“. . . goddess most ungodlike.”
I have remarked, in a Note above, that the Greeks, so far from having any objection to the idea that the gods were the authors of evil, rather encouraged it; and accordingly, in their theology, they had no need for a devil or devils in any shape. This truth, however, must be received with the qualification, arising from the general preponderating character of the Greek deities, which was unquestionably benign, and coloured more from the sunshine than the cloud; in reference to which general character, it might well be said that certain deities, whose function was purely to induce misery, were ὀυ θεοῖς ὅμοιοι—nothing like the gods.

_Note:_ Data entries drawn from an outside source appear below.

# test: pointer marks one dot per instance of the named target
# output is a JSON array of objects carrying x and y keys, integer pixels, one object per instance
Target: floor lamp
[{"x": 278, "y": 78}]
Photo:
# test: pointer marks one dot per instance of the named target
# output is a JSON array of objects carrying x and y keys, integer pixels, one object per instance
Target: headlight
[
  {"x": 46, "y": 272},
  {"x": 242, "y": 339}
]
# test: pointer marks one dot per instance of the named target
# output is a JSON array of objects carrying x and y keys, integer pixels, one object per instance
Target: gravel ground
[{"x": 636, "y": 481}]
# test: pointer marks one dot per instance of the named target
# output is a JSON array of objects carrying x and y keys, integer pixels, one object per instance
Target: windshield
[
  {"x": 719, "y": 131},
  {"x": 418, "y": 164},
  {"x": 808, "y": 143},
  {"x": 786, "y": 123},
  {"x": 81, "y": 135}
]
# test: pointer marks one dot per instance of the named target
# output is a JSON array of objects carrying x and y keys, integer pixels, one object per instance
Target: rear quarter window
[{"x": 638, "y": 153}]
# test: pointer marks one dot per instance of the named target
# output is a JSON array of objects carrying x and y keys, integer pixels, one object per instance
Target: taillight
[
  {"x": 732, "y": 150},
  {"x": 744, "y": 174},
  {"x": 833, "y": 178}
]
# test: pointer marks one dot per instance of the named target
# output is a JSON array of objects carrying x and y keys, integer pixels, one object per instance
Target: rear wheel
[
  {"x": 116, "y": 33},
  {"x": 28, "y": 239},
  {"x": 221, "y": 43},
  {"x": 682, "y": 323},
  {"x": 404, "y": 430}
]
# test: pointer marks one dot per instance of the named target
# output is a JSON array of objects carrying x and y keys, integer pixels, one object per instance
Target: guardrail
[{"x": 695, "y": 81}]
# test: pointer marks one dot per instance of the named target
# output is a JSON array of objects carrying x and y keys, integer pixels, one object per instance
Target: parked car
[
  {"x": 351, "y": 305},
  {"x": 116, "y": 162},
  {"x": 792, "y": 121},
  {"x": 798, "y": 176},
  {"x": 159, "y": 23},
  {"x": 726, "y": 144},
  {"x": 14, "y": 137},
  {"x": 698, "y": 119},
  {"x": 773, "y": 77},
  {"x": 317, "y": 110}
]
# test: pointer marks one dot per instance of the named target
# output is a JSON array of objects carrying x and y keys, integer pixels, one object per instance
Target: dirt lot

“O son of Scythia, must we ask thine aid?
Chalybian stranger thine.”
We see here how loosely the ancients used Certain geographical terms, and especially this word Scythia; for the Chalybes or Chaldaei, as they were afterwards called, were a people of Pontus. Their country produced, in the most ancient times, silver also; but, in the days of Strabo, iron only.—Strabo, Lib. XII. p. 549.
“. . . for sorry tendance wrathful.”
I read ἐπίκοτος τροφᾶς with Heath., Blom., and Pal. For the common reading, ἐπικότους τροφάς, Well., with his usual conservative ingenuity, finds a sort of meaning; but the change which the new reading requires is very slight, and gives a much more obvious sense; besides that it enables us to understand the allusion to Æschylus in Schol. Oedip. Col. 1375.—See Introductory Remarks, Welcker’s Trilogie, p. 358, and Pal.’s Note.